我们小时候睡过的地方:它们仍在记忆中温暖着我们。
我们从外面跋涉到里面。
走到壁炉的橙色火焰跟前
或是走到炉子里燃烧的木柴跟前
或是走到窗玻璃上的冰花跟前,
然后用指甲抠去冰花,或是用整只手将它焐化。
待在阴影里的地上霜,等着我们。
系上围巾。穿上外套。穿上毛衣。穿上厚袜。戴上厚手套。
睡在我俩之间的宝宝。一群狗狗,
一窝猫咪。进来吧。进来就安全了。
一壶水在火上吱吱叫。你的家人和朋友在那里。他们笑着。
无论是可可豆还是巧克力,茶还是咖啡,汤还是托迪酒,你知道自己要什么。
热的交换,他们给你喝的,你端起杯子
开始融化。而在外面,对于我们当中的某些人,其旅程刚刚开始
我们离开祖父母的房子
离开我们从小就熟悉的地方;改变状态
改变国家,
跌跌撞撞地穿过戈壁滩,或是挺进深邃的水体,
此时食物、朋友、家园、床铺,甚至一张毛毯,都成为记忆中的奢侈品。
有时候,只需要陌生人在暗处
递过一个哪怕织得很糟的围巾,来一句温馨的话,
说我们有权利呆在这里,让我们在最寒冷的季节里感到温暖。
我们有权利呆在这里。
原诗如下:
WHAT YOU NEED TO BE WARM
by Neil Gaiman
A baked potato of a winter’s night to wrap your hands around or burn your mouth.
A blanket knitted by your mother’s cunning fingers. Or your grandmother’s.
A smile, a touch, trust, as you walk in from the snow
or return to it, the tips of your ears pricked pink and frozen.
The tink tink tink of iron radiators waking in an old house.
To surface from dreams in a bed, burrowed beneath blankets and comforters,
the change of state from cold to warm is all that matters, and you think
just one more minute snuggled here before you face the chill. Just one.

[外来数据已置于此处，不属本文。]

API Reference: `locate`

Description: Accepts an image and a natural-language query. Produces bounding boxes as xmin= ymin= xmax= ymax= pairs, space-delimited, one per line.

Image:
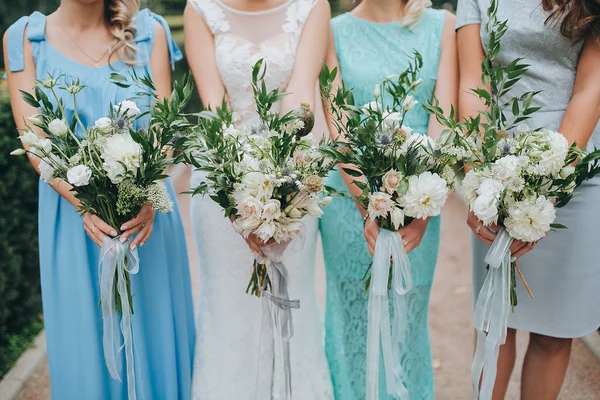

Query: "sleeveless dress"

xmin=6 ymin=10 xmax=195 ymax=399
xmin=456 ymin=0 xmax=600 ymax=339
xmin=320 ymin=9 xmax=447 ymax=400
xmin=186 ymin=0 xmax=334 ymax=398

Places we slept as children: they warm us in the memory.
We travel to an inside from the outside. To the orange flames of the fireplace
or the wood burning in the stove. Breath-ice on the inside of windows,
to be scratched off with a fingernail, melted with a whole hand.
Frost on the ground that stays in the shadows, waiting for us.
Wear a scarf. Wear a coat. Wear a sweater. Wear socks. Wear thick gloves.
An infant as she sleeps between us. A tumble of dogs,
a kindle of cats and kittens. Come inside. You’re safe now.
A kettle boiling at the stove. Your family or friends are there. They smile.
Cocoa or chocolate, tea or coffee, soup or toddy, what you know you need.
A heat exchange, they give it to you, you take the mug
and start to thaw. While outside, for some of us, the journey began
as we walked away from our grandparents’ houses
away from the places we knew as children: changes of state and state and state,
to stumble across a stony desert, or to brave the deep waters,
while food and friends, home, a bed, even a blanket become just memories.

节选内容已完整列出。